The photo above shows a Micro-75 cable under test.  The cable is being tested at 50mv at 2 nanoseconds and you can see this info on the screen. At the left of the screen you will see the impedance lines. The line marked "50 ohm REF" is the part of the test loop that consists of the Precision 50 ohm cable built into the TDR. The cable under test is compared by the TDR to this Reference cable. Then the portion of the signal trace that is between the 50 ohm reference cable and the cable under test is a jagged line that represents the cable adapters to mate the TDR's special pulse head connectors to the RCA, BNC, or F connectors of the Micro-75 cable. The trace for the cable under test begins at the bold vertical line and goes to the right side of the photo. A quality 75 ohm cable will have this portion of the trace exactly centered on the 75 ohm line and be very flat within +- 1.6 ohms for the entire length of the cable including the tips.

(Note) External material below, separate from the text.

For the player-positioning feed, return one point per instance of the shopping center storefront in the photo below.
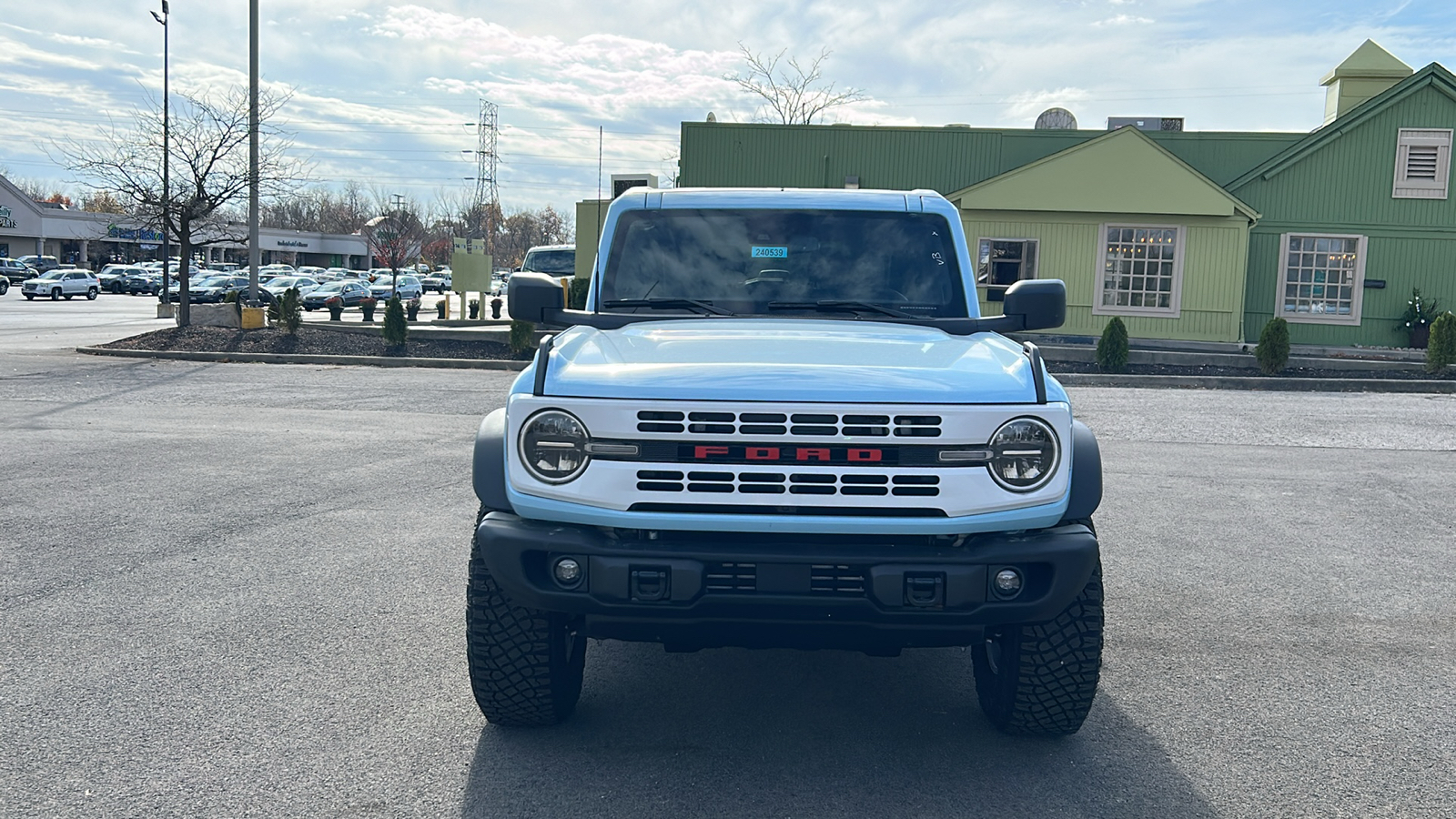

If there are any flaws in the cable or if the manufacturer uses cheap 50 ohm connectors, there will be a peak or a dip in the signal trace. In the case of a cheap 50 ohm connector, the first part of the trace will start on the 50 ohm impedance line for the length of the connector, then climb up to the 75 ohm line where the trace is representing the cable. And this variation
in impedance from true 75 ohms will cause reflections or echoes in the cable. Each deviation will cause reflections and the reflections are added to previous reflections. If you have enough reflections and enough serious deviations, your signal will be seriously compromised and can even be lost completely.

Part of the great performance of the Micro-75 digital cables is their exact tolerance to a true 75 ohm characteristic impedance. This means the entire signal is cleanly passed through the entire cable length with the absolute minimum of reflections and echoes. Then add in the superior double shielding, quality one-piece construction RCA plugs, quality hand termination, and mil-spec heat shrink; and you simply have the best digital cable on the planet.